報告
「報告します。」
チェスカは踵をカッと音がするほど合わせて姿勢を正し、敬礼した。目の前の人物は初老過ぎ男性であごひげを蓄え、大きな木製の机に向かっている。
「そう畏まらなくてもいいじゃないか。人払いはしてある。今は私とお前だけなのだよ?」
初老の男性はチェスカの上官であるが、特に親密な間柄であることを匂わせる。
「そういうわけにはいきません。私は貴方の部下ですから。スパロー准将。」
チェスカは相対している将官に対してわざとらしく応じた。フレデリック・スパロー准将、彼女の父親である。
「そう冷たくされるとパパ悲しいな~……」
「真面目にやってください。傭兵とはいえ、我々は聖王国の正規軍に組み込まれているのです。あなたがそんな風だから兵全体の風紀が――」
「わかった、わかった。小言は後で聞くから。先に報告を頼む」
言葉の端々まで軍人風のチェスカに対し、父親は将官とは思えない程威厳がない。親子関係を持ち込むなと言っている割には家庭の雰囲気が垣間見られる。
「ホークの報告に基づき、接敵した魔族の特徴から相手は魔神ゼップと見て間違いありません。」
ほう、とフレデリックが身を乗り出す。
「あいつ、魔神とやり合ったというのか……なかなかやるようになったじゃないか!」
「……しかし、彼の証言では全く歯が立たなかったと。」
「では、なぜゼップは退いた? 例の金髪の姉ちゃんがゼップを倒したってのか?」
傭兵らしいといえば傭兵らしいが、その汚い言葉遣いにチェスカは眉をしかめる。
「コードネーム、星が魔神を倒せるほどの実力の持ち主であるかは不明です。少なくとも、私はあの魔人にそれ程の力があるとは思えません。」
二人は少なくともステラが何者であるか、知っているようだった。確かにそれは同感だ、とフレデリックはイスに深く体を沈み込ませる。

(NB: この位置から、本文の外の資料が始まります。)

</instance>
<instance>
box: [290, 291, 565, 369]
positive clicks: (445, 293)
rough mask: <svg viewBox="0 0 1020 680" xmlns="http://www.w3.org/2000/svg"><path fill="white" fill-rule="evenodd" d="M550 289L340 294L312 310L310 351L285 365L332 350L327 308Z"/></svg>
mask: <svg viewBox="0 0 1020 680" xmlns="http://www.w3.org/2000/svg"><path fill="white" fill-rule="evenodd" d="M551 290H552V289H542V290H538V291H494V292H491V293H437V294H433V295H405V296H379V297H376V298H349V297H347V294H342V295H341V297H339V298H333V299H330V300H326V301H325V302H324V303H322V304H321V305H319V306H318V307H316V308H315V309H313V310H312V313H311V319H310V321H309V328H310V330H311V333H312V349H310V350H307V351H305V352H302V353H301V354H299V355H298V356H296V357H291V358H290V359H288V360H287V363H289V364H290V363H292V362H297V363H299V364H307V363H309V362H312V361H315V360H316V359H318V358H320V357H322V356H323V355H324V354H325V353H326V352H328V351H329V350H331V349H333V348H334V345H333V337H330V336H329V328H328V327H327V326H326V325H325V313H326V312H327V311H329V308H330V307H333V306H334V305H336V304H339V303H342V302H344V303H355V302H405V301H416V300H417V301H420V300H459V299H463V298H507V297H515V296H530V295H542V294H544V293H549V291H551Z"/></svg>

「それで、娘の方はどうだ? 変わった名前だったよな?」
「名は七海です。彼女が荷物であるか、確証はありません。ですが……別の世界から転生してきたことだけは明らかです。」
ふむ、と頷くなり、フレデリックは腑に落ちないといった表情で腕を組んで考え込む。
「魔神が絡んでるのが気になるな。荷物を殺しに来たか? 仮にそうだとして、発見されるのが早すぎやしないか?」
矢継ぎ早にチェスカへ疑問を投げかける。彼女は父の問いかけに当惑しているのか、それとも思うところがあってか、目を合わせようとはしなかった。
「チェスカ、お前の意見を聞かせてくれ。あの娘は荷物なのか?
それとも――魔王なのか?」
ゆっくりと、だが、はっきりとフレデリックは”魔王”という言葉を口にした。彼が七海の尋問を娘に託した理由がそこにあった。
魔王は200年の周期で転生を繰り返す。彼女が荷物であるのか、それとも魔王であるのか、それが人類にとって最大の問題だ。
それを敢えて言葉には出さず、フレデリックは真っ直ぐに愛娘を見据えることで伝えた。
「私は……」
チェスカは父親から少し目をそらすように口を開いた。その瞳は助けを求めるような悲しい色をしていた。